Discriminations Racisme
En introduction à la séance du séminaire Communisme du 3 mai 2014, Gérard Bras développe l'idée que le "peuple" est « une multitude d'individus configurés d'une certaine manière par un discours qui s'énonce au nom du peuple. Parler au nom du peuple, c'est produire un peuple, un certain peuple, un type de peuple. Il y en a donc plusieurs, et, comme le dit Rancière, il y a toujours un peuple contre un autre. » A relire dans le contexte actuel. (Toutes les interventions figurent dans le cahier des actes Altercommunisme n°11).
Gérard Bras1
Je vous remercie pour cette invitation. Ce n'est pas seulement par politesse. Actuellement, tous ceux qui travaillent dans le champ de la philosophie politique sont frappés d'un écart, d'un divorce entre le champ de la réflexion théorique et le champ des pratiques politiques. J'ai donc répondu à cette invitation pour cette raison et je dis mon intérêt à venir parler pour éprouver des hypothèses, essayer de répondre à des objections, et donc éventuellement modifier mon propos.
Le fond de mon propos tient au fait que la notion de peuple a toujours été une notion confuse, y compris - même si un tout petit peu moins - dans le grec demos ou le latin populus (l'avantage du grec et du latin sur le français, c'est que ce qui est traduit par "peuple" en français correspond à plusieurs termes différents en grec ou en latin). On a toujours au moins une confusion entre une dimension péjorative (être du demos pour un grec, c'est d'abord une insulte, et c'est aussi le cas en latin quoiqu'un peu moins marqué) et une dimension - après retournement - positive, celle d'être la communauté des citoyens libres. Notion confuse et, restons sur notre actualité, notion dévaluée. On peut pointer très rapidement trois données sur les 25 dernières années, pour avoir en tête les difficultés que cette notion enveloppe. Pour l'instant je dis délibérément "notion" et pas "concept" : je ne sais pas encore si "peuple" est un concept ou pas, en tout cas cela demande à être établi.

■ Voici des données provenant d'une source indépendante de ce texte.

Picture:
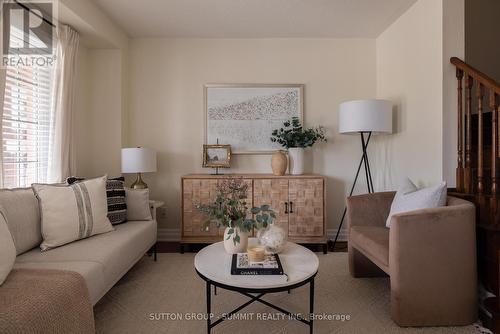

Premier exemple, première donnée : lors de l'effondrement de la RDA en 89, les manifestations de Dresde se font sous le slogan "Le peuple c'est nous" (ou "C'est nous le peuple", "Nous sommes le peuple", suivant les traductions), sous-entendant clairement que le peuple, ce n'est pas le gouvernement, ou le parti, ou le comité central, ou le secrétaire général. On entend bien sûr aussi la formule de Brecht en 56 après les révoltes de Berlin : « Le parti étant mécontent du peuple, il a changé de peuple. » Mais l'unification de l'Allemagne se fait sous un autre mot d'ordre, avec juste un petit déplacement : "Un peuple, un État". Et on a déjà là, rien qu'avec ces deux mots d'ordre, une partie du problème qui est posé : le peuple, est-ce un mode de réunion d'une multitude dominée manifestant sa puissance subversive ? Ou bien, le peuple, est-ce l'unification sous la souveraineté de l'État d'une foule qui, par elle-même, suivant le mot de Hegel, ne sait pas ce qu'elle veut.
On peut reproduire presque les mêmes données avec le retour, après éclipse totale, de la notion de peuple de 1990 à 2012 pratiquement. Rappelons-nous qu'en 2002, dans les élections présidentielles, seul Le Pen utilise le terme de peuple (il fait une assonance avec son nom (Le Pen, le peuple)), aucun autre candidat ne l'utilise. Donc éclipse et retour avec les révolutions arabes. Et là, au fond, il y a une dichotomie proche : le peuple apparait comme puissance collective capable de renverser la tyrannie, mais après la victoire des religieux aux élections, le peuple apparait comme la masse ignorante capable de confier son sort à ses propres ennemis. Retournement légèrement différent mais même type d'ambivalence.
Troisième indice franco-européen - qui mériterait un débat à soi seul - à travers l'usage du mot "populisme", où l'on peut voir là encore ce type d'ambivalence : le peuple, c'est soit le principe du seul pouvoir politique légitime, la démocratie, soit la foule ignorante, capable de prendre des positions de type xénophobe, raciste, capable de se faire manipuler.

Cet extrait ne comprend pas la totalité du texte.